Google released Gemini 3.5 Live Translate on June 9, a purpose-built audio model that converts spoken language into translated speech in near real-time across more than 70 languages. The release ships today into three surfaces simultaneously: public preview via the Gemini Live API and Google AI Studio, private preview for enterprise customers in Google Meet, and a broad rollout inside the Google Translate app on Android and iOS.
The technical claim that distinguishes this from prior translation tools is continuous streaming. Traditional speech translation systems use a turn-by-turn architecture: they wait for the speaker to finish a sentence, process the audio, then produce output. The result is a 1 to 3 second pause between speech and translation. Live Translate generates output while the speaker is still talking, staying a few seconds behind rather than stopping to wait. Google’s blog post, written by product manager Anuda Weerasinghe and senior staff engineer Tony Lu, describes the model as balancing “the trade-off between waiting for context to improve quality and translating immediately to stay in sync with the speaker.”
The intonation preservation claim is the other differentiator. The model is described as reproducing the speaker’s pitch, pacing, and emphasis in the translated output, not flattening everything into a neutral synthesized voice. That distinction matters for consumer settings where voice quality signals trust.
For developers, the release is concrete and accessible now. Platforms including Agora, LiveKit, Fishjam, Pipecat, and Vision Agents have already integrated with the Gemini Live API, handling real-time media streaming infrastructure so builders can focus on application logic. Grab, the Southeast Asian ride-hailing company, is testing the model to handle multilingual communication between drivers and travelers; Grab’s users make over 10 million voice calls per month through the platform.
The Google Meet upgrade is the enterprise number that demonstrates scale. The previous speech translation feature in Meet supported five languages and only translated to and from English, covering a narrow slice of global enterprise communication. The new version supports 70-plus languages and over 2,000 language combination pairs in a single meeting. Google is not disclosing a general availability date; the private preview is for select Workspace business customers, with broader rollout described as “later this year.”
There is a strategic layer here that the blog post does not address. Apple and Google formalized a deal in which Gemini serves as the AI backbone for Siri, with Apple paying roughly $1 billion per year for access to the model stack. The audio capabilities now shipping into Google Translate and Meet are drawn from the same model family. That means the voice translation quality Google is demonstrating in its own products is a close proxy for what Apple routes Siri queries through for complex language tasks. The translation surface is one of the few consumer AI use cases where users can directly perceive quality differences between providers, which gives this release more strategic visibility than a standard API update.
Google is also watermarking all audio output with SynthID, its imperceptible audio watermark designed to keep AI-generated speech detectable. The company published a model card with safety and responsibility details alongside the release.
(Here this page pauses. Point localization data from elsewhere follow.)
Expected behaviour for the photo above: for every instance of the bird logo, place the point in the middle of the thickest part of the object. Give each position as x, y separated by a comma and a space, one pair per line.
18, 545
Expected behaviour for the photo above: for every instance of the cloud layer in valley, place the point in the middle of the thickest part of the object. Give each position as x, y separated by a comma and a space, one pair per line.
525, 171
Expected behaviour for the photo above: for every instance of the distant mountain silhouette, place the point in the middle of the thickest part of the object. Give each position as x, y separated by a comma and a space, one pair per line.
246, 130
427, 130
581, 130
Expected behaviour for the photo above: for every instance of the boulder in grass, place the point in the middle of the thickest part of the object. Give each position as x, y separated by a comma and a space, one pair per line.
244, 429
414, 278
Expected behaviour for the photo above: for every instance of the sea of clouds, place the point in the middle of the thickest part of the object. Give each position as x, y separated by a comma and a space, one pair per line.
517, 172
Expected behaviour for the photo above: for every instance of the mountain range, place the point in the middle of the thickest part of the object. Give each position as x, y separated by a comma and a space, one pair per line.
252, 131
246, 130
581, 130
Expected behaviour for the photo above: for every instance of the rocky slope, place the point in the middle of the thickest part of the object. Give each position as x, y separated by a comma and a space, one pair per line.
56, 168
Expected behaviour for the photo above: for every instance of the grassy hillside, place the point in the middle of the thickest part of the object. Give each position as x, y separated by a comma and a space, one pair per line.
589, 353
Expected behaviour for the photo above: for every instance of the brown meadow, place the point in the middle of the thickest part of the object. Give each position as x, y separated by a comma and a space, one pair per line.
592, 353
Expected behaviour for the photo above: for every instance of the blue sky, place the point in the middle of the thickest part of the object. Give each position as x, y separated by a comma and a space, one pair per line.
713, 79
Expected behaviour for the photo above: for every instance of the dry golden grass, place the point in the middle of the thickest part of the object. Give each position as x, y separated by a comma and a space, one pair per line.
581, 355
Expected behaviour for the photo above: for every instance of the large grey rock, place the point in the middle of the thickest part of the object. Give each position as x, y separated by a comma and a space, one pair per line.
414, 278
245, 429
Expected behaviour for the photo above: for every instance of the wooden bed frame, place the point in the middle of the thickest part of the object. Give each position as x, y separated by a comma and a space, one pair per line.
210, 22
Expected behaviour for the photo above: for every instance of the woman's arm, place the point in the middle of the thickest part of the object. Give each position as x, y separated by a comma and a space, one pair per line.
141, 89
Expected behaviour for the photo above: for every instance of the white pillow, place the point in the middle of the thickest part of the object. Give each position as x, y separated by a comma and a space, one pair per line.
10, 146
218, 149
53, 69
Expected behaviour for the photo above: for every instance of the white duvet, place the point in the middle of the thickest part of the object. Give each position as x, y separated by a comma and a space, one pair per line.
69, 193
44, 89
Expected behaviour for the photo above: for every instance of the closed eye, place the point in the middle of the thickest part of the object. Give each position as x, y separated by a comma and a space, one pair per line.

The release announcement does not include independent benchmark comparisons against Microsoft Translator, Apple’s translation feature, or OpenAI’s voice mode. The intonation and latency claims come from Google and from early partner feedback cited in the post.
Developers building multilingual voice products should test the Gemini Live API against their current stack before Q3; the Meet private preview timeline suggests Google’s enterprise rollout will hit general availability before year-end, which sets the competitive baseline that other translation vendors will need to match.
Google published this announcement on the Google Blog (blog.google) on June 9, 2026.